Bundesbank listet deutsche Unternehmen auf

19.07.16 12:01

Diese Unternehmensanleihen hat die EZB bislang gekauft

Von Sabine Paulus

Die Bundesbank nennt zum ersten Mal die Namen der deutschen Unternehmen, deren Anleihen die EZB gekauft hat. Nicht alle Konzerne auf der Liste sind börsennotiert.

Nach Beginn des EZB-Kaufprogramms von Unternehmensanleihen wurden nun zum ersten Mal die Namen der Firmen veröffentlicht.

Witschko/iStock/Thinkstock/Getty Images

Nach Beginn des EZB-Kaufprogramms von Unternehmensanleihen wurden nun zum ersten Mal die Namen der Firmen veröffentlicht.

Nach dem Start des EZB-Kaufprogramms von Unternehmensanleihen hat die Bundesbank nun erstmals die Namen der deutschen Firmen veröffentlicht, deren Bonds die Zentralbank gekauft hat. Zu ihnen gehören zahlreiche Großkonzerne wie SAP, Daimler, Linde, E.on, BMW, Siemens, Continental und Bayer. Aber auch MDax-Unternehmen wie Lanxess, K+S und Evonik sowie nicht börsennotierte Unternehmen wie Robert Bosch und Bertelsmann nennt die Bundesbank, die im Auftrag der EZB die deutschen Käufe getätigt hat.

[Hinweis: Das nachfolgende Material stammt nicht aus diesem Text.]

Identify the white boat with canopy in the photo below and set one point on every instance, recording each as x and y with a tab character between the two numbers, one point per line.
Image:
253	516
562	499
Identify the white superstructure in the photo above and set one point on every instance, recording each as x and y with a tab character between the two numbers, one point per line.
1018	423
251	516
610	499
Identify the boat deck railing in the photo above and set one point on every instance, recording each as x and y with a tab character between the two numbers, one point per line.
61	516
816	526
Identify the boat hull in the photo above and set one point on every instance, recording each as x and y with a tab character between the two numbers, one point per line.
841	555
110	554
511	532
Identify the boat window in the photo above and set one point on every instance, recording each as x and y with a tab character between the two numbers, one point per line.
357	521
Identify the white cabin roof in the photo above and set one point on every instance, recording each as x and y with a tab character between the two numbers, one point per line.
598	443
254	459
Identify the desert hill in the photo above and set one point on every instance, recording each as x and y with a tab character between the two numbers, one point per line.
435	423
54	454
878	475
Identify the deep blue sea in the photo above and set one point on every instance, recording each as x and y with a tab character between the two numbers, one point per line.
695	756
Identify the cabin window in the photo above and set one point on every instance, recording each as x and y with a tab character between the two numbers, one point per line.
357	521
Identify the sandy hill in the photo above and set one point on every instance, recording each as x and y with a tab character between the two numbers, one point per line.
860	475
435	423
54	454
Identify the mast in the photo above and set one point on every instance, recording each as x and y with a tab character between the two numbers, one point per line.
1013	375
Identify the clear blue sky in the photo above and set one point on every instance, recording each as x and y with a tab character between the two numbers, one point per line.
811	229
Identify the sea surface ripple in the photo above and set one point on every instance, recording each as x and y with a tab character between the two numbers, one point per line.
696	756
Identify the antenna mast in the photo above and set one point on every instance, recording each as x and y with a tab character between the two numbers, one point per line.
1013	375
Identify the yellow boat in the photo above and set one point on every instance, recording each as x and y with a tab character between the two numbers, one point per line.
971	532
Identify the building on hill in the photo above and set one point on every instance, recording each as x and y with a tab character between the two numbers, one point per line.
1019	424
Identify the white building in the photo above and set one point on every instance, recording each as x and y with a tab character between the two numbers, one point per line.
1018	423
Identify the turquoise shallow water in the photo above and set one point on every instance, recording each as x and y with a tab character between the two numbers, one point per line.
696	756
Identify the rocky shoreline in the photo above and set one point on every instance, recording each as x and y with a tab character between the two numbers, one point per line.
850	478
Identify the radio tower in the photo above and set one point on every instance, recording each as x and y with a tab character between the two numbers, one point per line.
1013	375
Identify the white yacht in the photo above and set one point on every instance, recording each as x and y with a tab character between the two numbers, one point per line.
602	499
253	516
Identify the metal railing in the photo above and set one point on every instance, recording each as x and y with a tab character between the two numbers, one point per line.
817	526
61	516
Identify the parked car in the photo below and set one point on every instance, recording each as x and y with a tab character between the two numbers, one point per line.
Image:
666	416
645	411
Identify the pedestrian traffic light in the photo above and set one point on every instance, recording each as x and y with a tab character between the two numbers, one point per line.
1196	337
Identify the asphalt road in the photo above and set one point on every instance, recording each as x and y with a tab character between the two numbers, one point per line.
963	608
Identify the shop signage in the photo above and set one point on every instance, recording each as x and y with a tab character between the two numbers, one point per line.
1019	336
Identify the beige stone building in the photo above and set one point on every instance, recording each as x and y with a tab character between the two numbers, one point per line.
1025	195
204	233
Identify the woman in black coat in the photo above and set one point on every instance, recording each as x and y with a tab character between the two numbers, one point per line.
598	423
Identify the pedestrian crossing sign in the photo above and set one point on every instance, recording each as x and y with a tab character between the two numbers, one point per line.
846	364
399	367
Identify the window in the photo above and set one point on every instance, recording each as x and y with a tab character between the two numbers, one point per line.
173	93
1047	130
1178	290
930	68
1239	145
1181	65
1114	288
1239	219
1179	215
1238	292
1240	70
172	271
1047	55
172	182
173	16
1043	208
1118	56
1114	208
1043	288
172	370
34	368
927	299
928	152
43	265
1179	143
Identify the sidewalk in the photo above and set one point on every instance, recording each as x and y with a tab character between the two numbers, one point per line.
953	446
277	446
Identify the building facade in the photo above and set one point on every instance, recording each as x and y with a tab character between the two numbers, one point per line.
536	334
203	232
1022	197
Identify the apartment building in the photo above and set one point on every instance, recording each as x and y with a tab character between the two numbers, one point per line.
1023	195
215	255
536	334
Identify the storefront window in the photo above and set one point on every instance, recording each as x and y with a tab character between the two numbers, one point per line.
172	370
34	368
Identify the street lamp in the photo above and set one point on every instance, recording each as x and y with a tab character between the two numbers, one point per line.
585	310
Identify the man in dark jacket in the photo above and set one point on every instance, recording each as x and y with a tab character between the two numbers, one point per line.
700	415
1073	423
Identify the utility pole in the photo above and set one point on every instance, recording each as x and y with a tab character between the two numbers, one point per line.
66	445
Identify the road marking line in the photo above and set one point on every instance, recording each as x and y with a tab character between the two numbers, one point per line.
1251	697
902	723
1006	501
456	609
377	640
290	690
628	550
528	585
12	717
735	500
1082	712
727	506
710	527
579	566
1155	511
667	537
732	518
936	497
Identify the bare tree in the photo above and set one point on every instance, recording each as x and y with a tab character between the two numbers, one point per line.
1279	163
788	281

Spreads gehen nach EZB-Ankündigung massiv zurück

Seit dem Start des Kaufprogramms von Unternehmensanleihen Anfang Juni hat die EZB über sechs nationale Zentralbanken Papiere im Volumen von rund 10 Milliarden Euro erworben. Mit ihrem Einstieg als Investor sorgte die Zentralbank für eine Belebung des europäischen Anleihemarktes.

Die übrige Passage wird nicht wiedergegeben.